As Las Aventuras leaves the neotropical world behind, we return back to Madera Canyon and begin the third chapter of "Americano". Until next time friends.........


  1. Great trip for sure, I can hear your enthusiasm in your words. I bet a LOT of us birders would have loved to have been with you!

  2. Well that was a lovely round up from your last day there and you eventually saw the PARROTS.
    A good things must come to an end and you did look well especially after so many birds continual birding. I have a cow milk jug here which my grand children love when they come.

  3. Your clear writing with sufficient details had me wanting to do a bird check list of your sightings as if they were my own! Wonderful, memorable trip for you and I have no doubt that you will not wait overly long to return.

  4. Hi Chris, it was an awesome trip! I am envious! My favorites are the parakeets and the groove-billed Ani. Great post!

  5. Looks like you had a wonderful trip to Mexico!
    I love parrots and I enjoyed every one of the photos in this post, particularly those of Parrots.
    The creamer pot is cool too.
    Have a Happy Week!
    Peace :)

  6. Wonderful pictures, but the Swallowtail butterfly is my favourite.

  7. Have so enjoyed reading about your wonderful trip, wildlife and experiences :) A lovely last day too - its great to see the variety of birds seen in a more urban environment :) I love the little cow milk jug and that last photo of the butterfly :)

  8. I'm also from Wisconsin! Scarlet Macaws have the most annoying squawk I've ever heard. But I'm glad they do. Then you don't miss a sighting. The trip looked amazing. Breakfast is delicious in Central America too.
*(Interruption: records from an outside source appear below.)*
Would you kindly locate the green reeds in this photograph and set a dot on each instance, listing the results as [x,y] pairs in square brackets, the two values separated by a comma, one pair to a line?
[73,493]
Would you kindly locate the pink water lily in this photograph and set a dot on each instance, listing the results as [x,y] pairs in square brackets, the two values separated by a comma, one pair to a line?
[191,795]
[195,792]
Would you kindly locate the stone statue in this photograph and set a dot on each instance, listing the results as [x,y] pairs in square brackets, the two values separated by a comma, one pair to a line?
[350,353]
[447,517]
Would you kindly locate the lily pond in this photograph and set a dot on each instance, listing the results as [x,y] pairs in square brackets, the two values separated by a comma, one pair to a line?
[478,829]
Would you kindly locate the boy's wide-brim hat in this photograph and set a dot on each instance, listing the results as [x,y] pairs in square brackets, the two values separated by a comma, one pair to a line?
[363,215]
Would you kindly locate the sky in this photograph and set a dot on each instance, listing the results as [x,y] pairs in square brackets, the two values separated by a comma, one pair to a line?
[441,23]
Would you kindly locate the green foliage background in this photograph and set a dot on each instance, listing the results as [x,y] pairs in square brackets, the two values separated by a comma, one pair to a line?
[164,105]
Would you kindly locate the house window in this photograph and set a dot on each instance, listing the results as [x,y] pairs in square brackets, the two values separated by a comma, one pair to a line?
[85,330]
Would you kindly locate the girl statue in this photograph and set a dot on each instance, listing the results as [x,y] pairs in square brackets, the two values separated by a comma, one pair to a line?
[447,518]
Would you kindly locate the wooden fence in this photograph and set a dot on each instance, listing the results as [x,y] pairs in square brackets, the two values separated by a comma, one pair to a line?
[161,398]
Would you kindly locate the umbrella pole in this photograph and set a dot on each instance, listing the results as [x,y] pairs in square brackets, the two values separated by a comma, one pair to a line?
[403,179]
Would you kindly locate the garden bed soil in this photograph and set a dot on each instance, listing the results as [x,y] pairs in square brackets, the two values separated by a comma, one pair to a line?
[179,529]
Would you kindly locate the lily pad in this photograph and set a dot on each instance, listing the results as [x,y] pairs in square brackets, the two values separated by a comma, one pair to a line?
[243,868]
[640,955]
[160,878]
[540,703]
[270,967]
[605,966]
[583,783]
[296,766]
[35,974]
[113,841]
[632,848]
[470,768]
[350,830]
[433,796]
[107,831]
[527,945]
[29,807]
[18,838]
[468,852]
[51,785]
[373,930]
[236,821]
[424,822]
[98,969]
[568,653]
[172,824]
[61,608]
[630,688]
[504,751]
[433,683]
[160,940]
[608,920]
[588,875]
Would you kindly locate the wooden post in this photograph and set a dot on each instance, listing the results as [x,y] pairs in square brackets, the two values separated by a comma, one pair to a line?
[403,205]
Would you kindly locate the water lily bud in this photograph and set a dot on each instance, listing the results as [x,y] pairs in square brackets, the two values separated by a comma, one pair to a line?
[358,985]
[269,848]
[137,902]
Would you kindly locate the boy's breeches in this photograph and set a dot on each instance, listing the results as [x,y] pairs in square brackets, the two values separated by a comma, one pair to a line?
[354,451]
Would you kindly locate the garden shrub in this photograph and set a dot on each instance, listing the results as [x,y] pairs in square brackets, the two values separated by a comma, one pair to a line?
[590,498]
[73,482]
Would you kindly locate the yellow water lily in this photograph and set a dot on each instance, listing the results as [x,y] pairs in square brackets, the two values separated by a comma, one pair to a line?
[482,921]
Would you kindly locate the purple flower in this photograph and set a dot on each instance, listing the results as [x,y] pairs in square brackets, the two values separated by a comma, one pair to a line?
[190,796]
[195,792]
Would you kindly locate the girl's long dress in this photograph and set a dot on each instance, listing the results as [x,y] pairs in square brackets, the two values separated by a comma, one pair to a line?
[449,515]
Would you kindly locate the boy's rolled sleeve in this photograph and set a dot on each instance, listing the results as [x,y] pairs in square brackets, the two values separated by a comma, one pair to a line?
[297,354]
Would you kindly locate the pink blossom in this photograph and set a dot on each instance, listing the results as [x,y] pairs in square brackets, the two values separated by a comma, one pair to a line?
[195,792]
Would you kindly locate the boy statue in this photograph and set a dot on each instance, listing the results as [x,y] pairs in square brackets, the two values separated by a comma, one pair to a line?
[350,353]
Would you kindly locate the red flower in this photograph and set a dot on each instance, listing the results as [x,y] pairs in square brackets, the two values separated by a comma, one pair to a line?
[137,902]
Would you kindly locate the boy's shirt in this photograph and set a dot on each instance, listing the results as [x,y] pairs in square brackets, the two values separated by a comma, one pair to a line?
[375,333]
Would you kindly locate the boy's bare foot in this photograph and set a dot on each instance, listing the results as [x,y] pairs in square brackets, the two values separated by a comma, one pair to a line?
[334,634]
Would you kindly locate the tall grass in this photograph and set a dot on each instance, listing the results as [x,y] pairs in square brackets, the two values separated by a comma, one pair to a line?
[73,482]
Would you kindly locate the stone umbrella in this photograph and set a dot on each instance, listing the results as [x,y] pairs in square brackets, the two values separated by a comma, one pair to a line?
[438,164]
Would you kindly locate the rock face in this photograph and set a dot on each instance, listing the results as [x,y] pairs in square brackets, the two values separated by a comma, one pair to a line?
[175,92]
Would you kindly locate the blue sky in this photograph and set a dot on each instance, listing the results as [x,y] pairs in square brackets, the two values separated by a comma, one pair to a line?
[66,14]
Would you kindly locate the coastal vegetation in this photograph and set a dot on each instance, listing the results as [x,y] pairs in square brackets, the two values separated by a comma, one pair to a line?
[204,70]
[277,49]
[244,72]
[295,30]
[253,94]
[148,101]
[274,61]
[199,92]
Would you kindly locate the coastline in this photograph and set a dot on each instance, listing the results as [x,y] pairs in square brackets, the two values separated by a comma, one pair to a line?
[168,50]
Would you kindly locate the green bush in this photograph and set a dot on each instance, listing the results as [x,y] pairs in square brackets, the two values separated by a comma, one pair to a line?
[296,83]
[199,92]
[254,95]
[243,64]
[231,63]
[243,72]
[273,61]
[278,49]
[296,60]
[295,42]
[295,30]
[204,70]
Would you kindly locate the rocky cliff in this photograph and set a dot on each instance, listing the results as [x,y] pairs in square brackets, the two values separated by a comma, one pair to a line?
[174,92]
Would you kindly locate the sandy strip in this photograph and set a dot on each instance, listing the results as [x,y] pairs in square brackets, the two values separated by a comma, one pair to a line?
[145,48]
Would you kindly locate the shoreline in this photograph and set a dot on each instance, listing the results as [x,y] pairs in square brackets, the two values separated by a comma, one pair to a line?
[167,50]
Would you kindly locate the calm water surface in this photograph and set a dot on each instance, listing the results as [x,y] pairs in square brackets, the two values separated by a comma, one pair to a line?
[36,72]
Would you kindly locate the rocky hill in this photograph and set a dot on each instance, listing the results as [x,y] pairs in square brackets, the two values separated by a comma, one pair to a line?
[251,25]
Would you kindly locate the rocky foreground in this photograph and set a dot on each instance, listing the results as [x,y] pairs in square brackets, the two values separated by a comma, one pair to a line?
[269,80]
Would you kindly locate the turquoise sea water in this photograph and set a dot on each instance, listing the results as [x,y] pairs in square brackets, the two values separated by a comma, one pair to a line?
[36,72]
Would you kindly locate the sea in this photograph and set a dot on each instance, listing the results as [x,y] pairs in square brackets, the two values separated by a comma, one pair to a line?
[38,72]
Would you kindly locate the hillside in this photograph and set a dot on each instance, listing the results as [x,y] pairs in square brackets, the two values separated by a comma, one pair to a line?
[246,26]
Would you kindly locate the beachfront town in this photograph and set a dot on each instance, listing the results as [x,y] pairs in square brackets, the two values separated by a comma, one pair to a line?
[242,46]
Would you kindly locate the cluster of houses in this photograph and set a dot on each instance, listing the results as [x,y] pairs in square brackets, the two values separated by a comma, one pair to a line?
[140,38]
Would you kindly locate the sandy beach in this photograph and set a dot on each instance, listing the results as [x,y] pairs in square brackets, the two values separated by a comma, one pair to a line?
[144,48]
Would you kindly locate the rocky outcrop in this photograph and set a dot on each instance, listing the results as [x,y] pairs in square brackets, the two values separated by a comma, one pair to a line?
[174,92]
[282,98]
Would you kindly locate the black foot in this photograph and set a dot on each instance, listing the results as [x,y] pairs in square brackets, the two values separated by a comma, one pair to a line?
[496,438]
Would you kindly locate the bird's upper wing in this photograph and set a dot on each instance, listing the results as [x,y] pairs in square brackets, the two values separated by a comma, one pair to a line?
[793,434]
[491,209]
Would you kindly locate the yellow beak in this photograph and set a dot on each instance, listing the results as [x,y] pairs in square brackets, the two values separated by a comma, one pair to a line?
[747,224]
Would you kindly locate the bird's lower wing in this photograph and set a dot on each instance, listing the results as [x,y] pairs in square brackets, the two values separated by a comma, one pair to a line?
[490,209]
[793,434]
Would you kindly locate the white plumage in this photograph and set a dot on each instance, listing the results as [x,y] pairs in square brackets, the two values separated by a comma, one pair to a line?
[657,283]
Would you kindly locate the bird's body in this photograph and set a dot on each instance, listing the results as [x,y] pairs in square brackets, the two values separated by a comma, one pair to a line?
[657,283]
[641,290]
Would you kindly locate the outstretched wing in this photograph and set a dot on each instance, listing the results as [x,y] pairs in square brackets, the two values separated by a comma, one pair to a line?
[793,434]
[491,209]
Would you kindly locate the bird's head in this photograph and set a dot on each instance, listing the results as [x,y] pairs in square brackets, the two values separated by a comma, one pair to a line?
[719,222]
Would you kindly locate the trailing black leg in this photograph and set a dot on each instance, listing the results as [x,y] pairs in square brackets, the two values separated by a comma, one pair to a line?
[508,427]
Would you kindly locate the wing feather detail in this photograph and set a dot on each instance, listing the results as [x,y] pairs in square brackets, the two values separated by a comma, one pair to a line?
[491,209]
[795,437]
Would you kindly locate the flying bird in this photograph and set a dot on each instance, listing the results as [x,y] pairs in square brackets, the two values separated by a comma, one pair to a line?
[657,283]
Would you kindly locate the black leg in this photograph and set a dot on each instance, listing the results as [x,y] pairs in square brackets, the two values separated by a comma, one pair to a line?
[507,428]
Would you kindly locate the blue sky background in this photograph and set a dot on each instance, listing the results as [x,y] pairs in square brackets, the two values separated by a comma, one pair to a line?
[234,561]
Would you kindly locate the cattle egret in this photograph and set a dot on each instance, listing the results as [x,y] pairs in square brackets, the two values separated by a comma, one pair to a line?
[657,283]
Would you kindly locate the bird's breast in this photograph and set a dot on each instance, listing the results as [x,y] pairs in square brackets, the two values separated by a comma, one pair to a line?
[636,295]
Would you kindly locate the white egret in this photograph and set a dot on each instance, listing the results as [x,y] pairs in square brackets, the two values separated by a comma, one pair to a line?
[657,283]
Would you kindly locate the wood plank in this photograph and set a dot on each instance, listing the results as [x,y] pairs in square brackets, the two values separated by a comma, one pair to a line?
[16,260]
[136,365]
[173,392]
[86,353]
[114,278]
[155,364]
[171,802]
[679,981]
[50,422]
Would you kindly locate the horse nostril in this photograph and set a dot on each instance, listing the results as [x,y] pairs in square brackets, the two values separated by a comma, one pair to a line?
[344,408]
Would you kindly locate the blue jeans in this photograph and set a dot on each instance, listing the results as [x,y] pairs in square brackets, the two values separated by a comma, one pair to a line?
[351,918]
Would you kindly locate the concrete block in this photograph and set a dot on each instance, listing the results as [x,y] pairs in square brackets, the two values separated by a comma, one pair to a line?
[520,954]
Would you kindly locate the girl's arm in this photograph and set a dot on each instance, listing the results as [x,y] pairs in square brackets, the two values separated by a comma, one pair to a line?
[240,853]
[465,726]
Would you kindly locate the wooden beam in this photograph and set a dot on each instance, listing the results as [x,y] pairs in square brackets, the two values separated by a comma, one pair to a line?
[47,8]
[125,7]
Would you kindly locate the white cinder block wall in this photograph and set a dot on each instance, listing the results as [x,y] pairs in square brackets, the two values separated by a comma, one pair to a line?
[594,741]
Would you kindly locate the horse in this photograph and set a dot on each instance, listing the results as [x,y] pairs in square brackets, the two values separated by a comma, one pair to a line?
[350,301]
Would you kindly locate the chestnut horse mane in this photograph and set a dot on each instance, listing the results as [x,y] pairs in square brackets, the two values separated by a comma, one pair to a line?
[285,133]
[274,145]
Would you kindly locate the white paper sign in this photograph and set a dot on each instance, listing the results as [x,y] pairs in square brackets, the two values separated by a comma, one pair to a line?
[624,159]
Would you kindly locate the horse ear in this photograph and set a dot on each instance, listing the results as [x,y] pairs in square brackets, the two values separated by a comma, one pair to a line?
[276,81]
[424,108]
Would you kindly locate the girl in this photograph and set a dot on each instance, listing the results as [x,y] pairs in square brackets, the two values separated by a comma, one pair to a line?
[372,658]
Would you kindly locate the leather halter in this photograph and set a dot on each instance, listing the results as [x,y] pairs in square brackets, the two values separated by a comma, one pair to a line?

  9. Oh, Chris...this was such a sweet post, like a boy returning home, in a sense, and I am sorry you will have to wait to return. I loved the birds! But I also loved the Mexican breakfast and that cute picture of you with the cow creamer! I'm being grandmotherish, right now...sorry. :-) You found some amazing birds just in that park! The Ani of course is so beautiful and tropical but I loved that you found that Grey-Breasted Marton! Looks like the entire trip was amazing, and I loved sharing it on here (and facebook) with you!

  10. You finished on a high Chris. Another great write up. Looks like you found a new birding site at Caña Hueca for all those who are now going to follow your lead. I'm not a fan of parrots and parakeets either but I put that down to regarding them as cage birds even though I know that there are many species in the wild. We don't have any in the UK either so the whole family is difficult to relate to.

  11. Really enjoy seeing your trips. Thanks for keeping us along for the ride. The cow pitcher is too cute.

  12. Great birds, terrific photographs, delicious food, fantastic trip! Thank you for continuing to share your adventures! (Totally jealous, of course!)

    Very nice post, Chris!

  13. Chris, what an amazing trip. I love it that you birded some unbirded places and created a new eBird Hotspot! wonderful! I am glad you explained that food you were eating because I had never heard of it before and couldn't figure out what it was from the picture! I am still playing catch-up on my blog reading and hope to get to the rest of it soon! You will return to this place, I am sure!